I'm still not sure why I didn't have to pay duty this morning, despite they taxed me. But I'm not going to complain about it. I was happy to self-declare just to avoid paying brokerage fees (and other hidden charges) to UPS.


----------



## HellawellCustoms (Feb 8, 2018)

The_Apprentice said:


> Alright, I just went through this scenario this morning with CBSA and a ~$200 USD purchase from LittleMachineShop...   For multiple options, this has already been discussed here:
> 
> https://www.hobby-machinist.com/threads/self-declaring-through-canadian-customs.66049/#post-554070
> 
> I'm still not sure why I didn't have to pay duty this morning, despite they taxed me. But I'm not going to complain about it. I was happy to self-declare just to avoid paying brokerage fees (and other hidden charges) to UPS.

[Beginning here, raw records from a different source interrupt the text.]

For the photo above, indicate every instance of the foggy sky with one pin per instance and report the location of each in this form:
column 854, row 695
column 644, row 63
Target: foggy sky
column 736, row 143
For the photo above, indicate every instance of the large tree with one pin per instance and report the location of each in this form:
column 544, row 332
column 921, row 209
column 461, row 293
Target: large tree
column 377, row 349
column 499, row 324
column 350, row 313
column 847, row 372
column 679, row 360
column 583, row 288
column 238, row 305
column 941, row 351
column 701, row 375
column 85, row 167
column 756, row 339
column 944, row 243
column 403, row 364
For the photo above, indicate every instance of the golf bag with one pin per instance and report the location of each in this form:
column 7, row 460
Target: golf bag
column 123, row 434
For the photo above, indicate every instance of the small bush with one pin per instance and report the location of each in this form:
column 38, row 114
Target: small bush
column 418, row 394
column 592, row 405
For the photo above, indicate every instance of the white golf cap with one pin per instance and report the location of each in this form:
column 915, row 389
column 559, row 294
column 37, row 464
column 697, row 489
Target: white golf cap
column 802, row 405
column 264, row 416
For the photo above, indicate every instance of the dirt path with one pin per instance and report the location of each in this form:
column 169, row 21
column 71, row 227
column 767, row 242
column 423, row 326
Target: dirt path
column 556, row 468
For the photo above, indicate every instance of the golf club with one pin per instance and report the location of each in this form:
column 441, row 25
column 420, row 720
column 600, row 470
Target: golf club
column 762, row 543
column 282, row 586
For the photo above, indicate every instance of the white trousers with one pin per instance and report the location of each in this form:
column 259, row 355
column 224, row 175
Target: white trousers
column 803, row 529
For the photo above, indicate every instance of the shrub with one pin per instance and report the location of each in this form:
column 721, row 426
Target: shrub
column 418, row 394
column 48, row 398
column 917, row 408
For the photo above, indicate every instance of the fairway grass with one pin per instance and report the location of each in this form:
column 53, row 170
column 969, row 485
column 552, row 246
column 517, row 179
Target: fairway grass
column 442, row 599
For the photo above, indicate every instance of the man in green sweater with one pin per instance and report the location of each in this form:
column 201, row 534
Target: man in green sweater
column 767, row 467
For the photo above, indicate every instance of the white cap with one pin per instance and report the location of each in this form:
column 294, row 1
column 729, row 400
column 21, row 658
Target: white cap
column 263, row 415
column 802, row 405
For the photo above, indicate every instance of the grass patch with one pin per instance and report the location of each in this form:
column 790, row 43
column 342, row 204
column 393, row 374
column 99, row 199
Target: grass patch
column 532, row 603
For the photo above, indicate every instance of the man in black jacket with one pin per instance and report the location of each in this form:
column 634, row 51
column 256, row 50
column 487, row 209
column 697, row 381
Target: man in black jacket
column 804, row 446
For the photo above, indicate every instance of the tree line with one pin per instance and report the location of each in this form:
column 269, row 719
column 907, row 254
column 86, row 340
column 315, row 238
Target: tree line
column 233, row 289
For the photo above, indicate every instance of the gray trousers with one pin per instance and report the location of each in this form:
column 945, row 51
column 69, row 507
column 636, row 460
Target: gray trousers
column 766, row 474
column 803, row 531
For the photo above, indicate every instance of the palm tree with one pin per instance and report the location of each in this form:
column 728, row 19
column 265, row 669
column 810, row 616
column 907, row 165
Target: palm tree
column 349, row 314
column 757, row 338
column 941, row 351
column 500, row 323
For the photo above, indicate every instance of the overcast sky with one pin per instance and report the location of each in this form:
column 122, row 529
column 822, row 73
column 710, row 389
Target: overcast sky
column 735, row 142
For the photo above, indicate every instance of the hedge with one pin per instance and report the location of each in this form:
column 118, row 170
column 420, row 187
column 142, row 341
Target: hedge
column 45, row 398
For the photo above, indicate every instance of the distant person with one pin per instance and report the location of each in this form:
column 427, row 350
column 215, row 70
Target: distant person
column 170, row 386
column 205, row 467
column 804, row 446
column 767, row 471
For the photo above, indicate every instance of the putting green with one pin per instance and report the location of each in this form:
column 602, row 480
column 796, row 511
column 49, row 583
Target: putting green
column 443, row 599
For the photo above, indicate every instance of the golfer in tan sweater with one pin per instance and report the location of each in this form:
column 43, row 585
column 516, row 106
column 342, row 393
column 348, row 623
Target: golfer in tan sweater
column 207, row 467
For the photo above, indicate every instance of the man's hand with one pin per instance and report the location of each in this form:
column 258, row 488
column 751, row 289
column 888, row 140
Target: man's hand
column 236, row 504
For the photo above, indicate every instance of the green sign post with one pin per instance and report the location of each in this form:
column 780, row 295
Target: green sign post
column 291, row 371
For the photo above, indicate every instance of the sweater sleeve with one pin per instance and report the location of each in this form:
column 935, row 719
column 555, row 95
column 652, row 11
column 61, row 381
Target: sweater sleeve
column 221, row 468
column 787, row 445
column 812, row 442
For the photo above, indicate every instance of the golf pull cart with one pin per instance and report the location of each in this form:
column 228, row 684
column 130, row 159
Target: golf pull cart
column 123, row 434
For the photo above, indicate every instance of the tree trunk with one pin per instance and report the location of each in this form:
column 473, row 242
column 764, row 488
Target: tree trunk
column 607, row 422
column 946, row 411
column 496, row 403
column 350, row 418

I got mine all figured out this morning. Apparently places like China where parts are manufactured from there aren't usually any duties as they are a highly ranked exporter or something like that. I forget how they worded it. Anyways my mill shows up tomorrow and the lovely ladies in my town at cbsa pulled some strings and where able to allow me to make the payment locally and saved me a 8 hour drive to fill out paperwork. Payed 270$ taxes and done. I may have to self declare all of my packages from now on. Did your package show up and you just declined it? Or how do you go about avoiding the ups fees.


----------